Vous l’aurez compris, ce sont encore des gens qui comptent lourd qui sont partis. Alors que Fabienne avait dû faire son sac très rapidement, ils ont discrètement mais infailliblement soutenu leur skipper resté à bord.
D’ailleurs, lors de leur dernier entretien, Valentine leur a dit à quel point les amis de Fabienne et Vincent leur devenaient chers. Message ici transmis aux précédents.
Voilà, nous sommes de nouveau quatre à bord et les marques se prennent facilement. Nous allons le 7 au matin faire quelques courses en posant Crazy Flavour à quai. Puis nous nous amarrons à une bouée dans la baie Sud-Ouest, où le coucher de soleil est tout juste aussi incroyable que les précédents. L’après-midi, nous sommes allés en Crazy Fabi retrouver Lili et ses congénères. Lili vient tourner autour de nous. Nous reconnaît-elle Antoine et moi ? Je ne sais pas. En tout cas elle ne saute pas dans mes bras. Mais je vois à sa façon de se rapprocher de nous qu’elle n’a aucunement peur de nous.
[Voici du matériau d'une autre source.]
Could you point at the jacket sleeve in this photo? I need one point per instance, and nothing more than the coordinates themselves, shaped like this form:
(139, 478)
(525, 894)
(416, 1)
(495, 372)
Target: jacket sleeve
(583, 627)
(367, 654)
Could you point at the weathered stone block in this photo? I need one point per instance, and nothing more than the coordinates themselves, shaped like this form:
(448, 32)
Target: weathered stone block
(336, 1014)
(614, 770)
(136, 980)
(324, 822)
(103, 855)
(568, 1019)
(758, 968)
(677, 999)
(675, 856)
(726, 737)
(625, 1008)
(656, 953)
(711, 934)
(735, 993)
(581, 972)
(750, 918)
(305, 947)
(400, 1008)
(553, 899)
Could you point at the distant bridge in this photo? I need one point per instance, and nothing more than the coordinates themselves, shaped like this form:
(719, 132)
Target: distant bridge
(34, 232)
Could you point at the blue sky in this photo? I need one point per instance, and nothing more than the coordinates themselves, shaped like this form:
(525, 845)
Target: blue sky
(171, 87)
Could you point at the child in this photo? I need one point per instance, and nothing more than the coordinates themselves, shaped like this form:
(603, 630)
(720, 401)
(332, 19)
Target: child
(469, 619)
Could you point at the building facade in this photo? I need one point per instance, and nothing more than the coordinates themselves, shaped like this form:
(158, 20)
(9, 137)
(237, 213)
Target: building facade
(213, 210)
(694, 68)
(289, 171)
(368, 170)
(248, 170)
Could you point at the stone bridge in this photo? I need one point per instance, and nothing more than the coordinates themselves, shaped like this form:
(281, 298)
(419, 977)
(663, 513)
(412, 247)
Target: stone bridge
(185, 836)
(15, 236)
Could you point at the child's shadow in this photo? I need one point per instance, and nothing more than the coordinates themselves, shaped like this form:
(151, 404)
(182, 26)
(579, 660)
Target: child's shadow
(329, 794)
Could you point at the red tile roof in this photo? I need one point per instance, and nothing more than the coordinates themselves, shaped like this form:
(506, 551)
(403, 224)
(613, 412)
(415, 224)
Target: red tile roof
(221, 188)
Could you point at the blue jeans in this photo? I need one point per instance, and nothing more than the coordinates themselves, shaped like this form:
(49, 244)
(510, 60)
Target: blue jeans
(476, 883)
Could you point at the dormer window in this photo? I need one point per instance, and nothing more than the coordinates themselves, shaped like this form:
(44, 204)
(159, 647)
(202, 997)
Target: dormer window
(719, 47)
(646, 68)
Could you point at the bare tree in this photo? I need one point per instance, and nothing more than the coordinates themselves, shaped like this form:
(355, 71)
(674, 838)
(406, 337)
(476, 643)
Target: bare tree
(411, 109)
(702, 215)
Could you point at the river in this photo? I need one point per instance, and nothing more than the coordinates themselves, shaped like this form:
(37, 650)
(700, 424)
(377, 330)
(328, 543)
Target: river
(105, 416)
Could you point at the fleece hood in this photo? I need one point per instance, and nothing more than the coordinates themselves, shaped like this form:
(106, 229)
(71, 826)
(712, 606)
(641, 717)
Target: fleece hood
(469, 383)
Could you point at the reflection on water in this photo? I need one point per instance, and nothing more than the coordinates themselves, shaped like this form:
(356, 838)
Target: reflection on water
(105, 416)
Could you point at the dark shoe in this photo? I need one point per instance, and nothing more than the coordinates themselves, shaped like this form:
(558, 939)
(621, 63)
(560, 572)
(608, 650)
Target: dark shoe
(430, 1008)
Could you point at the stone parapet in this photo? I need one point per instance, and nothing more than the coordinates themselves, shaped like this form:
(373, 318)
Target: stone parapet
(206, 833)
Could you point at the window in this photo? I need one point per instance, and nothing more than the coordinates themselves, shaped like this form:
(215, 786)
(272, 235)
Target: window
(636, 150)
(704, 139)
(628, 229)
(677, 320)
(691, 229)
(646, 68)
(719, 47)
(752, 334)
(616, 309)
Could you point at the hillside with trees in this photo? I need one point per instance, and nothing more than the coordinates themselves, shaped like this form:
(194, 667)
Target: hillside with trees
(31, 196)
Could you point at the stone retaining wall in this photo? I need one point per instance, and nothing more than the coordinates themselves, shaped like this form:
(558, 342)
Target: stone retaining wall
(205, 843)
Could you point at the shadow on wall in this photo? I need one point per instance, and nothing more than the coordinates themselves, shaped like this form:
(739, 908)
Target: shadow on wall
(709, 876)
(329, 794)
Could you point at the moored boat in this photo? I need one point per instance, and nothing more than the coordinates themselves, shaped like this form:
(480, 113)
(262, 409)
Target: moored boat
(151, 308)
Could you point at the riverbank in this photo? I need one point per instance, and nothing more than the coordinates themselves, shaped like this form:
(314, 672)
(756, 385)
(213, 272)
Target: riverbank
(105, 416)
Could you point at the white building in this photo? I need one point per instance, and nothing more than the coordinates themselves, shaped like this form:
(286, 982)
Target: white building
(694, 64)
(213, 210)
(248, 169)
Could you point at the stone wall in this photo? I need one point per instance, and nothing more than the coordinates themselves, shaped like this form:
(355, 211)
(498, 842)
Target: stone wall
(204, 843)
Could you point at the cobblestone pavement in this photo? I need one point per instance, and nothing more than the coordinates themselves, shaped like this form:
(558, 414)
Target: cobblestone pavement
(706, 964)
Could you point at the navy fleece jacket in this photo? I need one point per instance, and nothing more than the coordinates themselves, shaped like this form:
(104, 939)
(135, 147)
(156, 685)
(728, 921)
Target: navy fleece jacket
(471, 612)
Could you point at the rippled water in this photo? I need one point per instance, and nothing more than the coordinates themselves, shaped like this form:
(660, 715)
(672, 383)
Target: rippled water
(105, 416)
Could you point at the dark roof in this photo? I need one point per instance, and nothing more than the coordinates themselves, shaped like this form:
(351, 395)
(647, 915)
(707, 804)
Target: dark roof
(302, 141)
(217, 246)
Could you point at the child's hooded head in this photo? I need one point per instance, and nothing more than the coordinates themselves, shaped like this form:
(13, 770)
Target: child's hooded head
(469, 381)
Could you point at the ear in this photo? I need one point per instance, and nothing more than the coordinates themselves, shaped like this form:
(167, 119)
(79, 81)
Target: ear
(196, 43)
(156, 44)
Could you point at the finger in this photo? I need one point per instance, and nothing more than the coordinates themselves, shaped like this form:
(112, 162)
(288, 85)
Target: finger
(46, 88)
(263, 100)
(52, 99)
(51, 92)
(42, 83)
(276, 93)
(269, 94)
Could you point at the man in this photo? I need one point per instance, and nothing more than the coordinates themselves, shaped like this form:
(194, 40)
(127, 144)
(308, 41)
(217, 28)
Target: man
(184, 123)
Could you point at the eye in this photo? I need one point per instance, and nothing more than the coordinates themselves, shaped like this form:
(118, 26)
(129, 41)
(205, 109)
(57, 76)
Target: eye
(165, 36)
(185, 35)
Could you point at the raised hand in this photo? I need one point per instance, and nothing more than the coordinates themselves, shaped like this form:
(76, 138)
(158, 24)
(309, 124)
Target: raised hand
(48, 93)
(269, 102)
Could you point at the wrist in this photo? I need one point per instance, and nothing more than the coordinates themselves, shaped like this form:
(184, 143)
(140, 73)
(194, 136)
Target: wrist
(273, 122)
Le matin du 8 juillet, nous apprenons l’assassinat de l’ancien premier ministre du Japon et l’acquittement de MM. Platini et Blatter.
Antoine a bien réussi son examen de pharmaci, passé juste avant de nous rejoindre. On le félicite. C’est le moment, après un solide petit déjeuner, de larguer les amarres et de quitter Bora Bora.
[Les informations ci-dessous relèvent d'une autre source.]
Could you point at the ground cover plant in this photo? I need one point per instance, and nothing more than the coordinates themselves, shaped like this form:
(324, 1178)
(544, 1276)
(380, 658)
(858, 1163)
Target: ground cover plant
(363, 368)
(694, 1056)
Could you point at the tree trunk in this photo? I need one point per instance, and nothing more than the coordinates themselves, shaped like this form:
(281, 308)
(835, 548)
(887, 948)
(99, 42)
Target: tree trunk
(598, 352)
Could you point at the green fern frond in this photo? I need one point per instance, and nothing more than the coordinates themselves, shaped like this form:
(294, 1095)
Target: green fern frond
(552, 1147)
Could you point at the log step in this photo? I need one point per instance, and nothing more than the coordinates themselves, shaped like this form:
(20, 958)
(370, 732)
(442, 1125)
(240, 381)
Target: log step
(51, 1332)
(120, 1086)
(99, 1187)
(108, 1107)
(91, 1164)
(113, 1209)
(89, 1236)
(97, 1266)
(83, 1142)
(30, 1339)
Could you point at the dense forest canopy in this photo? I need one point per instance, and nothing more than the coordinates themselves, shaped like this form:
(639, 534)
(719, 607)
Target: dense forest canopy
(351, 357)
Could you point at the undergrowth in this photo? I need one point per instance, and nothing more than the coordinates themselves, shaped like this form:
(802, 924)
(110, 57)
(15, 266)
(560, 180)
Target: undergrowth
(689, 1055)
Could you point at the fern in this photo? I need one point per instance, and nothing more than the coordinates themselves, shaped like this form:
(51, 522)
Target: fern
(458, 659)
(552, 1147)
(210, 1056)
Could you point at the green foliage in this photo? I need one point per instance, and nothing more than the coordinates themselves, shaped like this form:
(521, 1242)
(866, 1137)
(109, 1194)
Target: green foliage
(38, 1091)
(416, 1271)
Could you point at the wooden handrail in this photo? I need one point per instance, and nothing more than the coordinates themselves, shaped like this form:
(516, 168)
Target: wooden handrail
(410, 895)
Je ne regrette pas d’y être venu. Et je regrette déjà tous les bons moments que j’y ai passé avec tous mes amis. C’est la vie, c’est la vie, chantait Dutronc, le vieux, Jacques, pas le jeune, Thomas.
Tu verras Carlos, on s’y fait d’avoir plus de 60 ans.
PS: avis exprimé par Dominique, venu de Fou de Bassan ce jour à bord. Eh, bien l’on voit qu’il n’y a plus de femmes à bord. Fabienne comprendra que Dominique est un nostalgique de sa présence à bord. Je le suis aussi.